Contractors should look to non-traditional ‘niche’ areas to counteract the forecast fall in construction activity, economists have said.

Overall activity across the construction sector is set to fall by 0.5 per cent in 2011 and by a further 2.8 per cent in 2012, according to the latest forecasts from the Construction Products Association.

The outlook for this year has improved slightly compared with the CPA’s survey three months ago, when it predicted activity in 2011 would fall by 0.8 per cent.

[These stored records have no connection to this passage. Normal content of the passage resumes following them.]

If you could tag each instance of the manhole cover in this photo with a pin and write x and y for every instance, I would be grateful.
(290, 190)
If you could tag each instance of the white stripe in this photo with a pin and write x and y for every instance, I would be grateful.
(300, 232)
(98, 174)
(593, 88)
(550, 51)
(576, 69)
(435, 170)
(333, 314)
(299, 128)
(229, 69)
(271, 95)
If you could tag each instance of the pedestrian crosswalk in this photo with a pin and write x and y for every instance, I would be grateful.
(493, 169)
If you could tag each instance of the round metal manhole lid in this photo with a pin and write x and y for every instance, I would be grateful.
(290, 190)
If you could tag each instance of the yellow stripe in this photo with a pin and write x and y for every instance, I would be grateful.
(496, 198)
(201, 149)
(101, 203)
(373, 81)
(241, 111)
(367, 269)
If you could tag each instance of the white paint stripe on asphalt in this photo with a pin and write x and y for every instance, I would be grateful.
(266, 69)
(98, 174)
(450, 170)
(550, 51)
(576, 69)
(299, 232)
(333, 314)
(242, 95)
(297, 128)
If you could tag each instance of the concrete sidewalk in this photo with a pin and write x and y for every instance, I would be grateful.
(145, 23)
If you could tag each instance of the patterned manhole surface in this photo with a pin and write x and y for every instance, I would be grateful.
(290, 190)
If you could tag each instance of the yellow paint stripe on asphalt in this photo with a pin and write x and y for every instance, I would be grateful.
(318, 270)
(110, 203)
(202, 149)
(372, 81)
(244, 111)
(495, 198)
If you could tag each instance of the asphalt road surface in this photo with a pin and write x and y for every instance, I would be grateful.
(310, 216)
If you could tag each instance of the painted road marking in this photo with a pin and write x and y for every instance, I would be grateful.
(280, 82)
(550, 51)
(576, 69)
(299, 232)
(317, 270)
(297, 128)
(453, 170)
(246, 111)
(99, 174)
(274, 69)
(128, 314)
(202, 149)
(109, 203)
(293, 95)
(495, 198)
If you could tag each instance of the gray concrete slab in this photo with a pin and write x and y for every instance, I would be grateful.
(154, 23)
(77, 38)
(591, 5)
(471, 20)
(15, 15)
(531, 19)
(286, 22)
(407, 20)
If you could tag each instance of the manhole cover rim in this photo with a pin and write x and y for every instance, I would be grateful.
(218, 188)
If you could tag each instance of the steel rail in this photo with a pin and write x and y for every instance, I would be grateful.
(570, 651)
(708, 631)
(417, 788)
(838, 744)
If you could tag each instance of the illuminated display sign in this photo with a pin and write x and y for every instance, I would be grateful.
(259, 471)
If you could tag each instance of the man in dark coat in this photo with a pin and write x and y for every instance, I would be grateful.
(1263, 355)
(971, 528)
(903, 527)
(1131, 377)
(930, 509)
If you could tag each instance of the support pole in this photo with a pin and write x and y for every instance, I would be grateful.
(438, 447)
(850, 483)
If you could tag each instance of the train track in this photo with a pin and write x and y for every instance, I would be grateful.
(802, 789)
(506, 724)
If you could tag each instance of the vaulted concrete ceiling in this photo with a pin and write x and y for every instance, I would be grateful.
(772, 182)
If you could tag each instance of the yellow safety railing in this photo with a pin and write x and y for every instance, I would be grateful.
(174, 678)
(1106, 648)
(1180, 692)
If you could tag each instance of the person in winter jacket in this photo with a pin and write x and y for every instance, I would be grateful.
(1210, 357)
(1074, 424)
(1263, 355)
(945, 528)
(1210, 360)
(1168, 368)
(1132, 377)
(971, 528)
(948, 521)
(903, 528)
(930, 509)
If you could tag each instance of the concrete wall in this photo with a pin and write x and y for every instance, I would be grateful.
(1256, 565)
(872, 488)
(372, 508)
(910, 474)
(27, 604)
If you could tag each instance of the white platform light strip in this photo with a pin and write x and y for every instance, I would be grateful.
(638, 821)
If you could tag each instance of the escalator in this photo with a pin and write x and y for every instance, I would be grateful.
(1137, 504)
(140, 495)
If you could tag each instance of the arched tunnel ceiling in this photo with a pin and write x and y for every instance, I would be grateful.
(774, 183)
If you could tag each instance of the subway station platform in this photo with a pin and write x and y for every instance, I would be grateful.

But the forecast for 2012 has worsened from a predicted drop of 2 per cent in the last survey.

However, alongside the pessimism there are areas where contractors can find opportunities for new work.

The commercial office market is looking promising, with expected growth of 3.5 per cent this year, 10 per cent in 2012 and 18 per cent in 2013, according to the CPA forecasts.

This effect will be regional, as 40 per cent of the total office market is within central London, said CPA economics director Noble Francis (pictured).

Construction jobs following from investment in the electricity sector could also provide opportunities, he said.

The energy sector is set to grow by 14.5 per cent this year, 15.5 per cent the year after and 22.5 per cent in 2013.

“Energy opportunities are rife due to the planned nuclear power station activity and wind farms,” Dr Francis said.

“But while a lot of the work here will be in the power station infrastructure, there are potential opportunities in the buildings surrounding it, as these stations will need operational support.”

Dr Francis said construction companies should look for opportunities in growing subsectors, as there was no reason why they could not move into these areas just because they do not traditionally operate in them.

Looking beyond the obvious types of work within these areas could present opportunities.

“Contractors should look to move into these growing sectors, as there are niches within them where they can find work.

“Projects such as those planned by Network Rail, for example, are not just about track building.

“A lot of it is major station refurbishment and that is high value output,” he said.

Meanwhile, the latest research from industry economists Experian stated that employment prospects for the industry - which have now fallen every month since January 2008 - remained ‘gloomy’.

The employment index was at 33, a drop of three points on the previous month and the lowest since May 2009.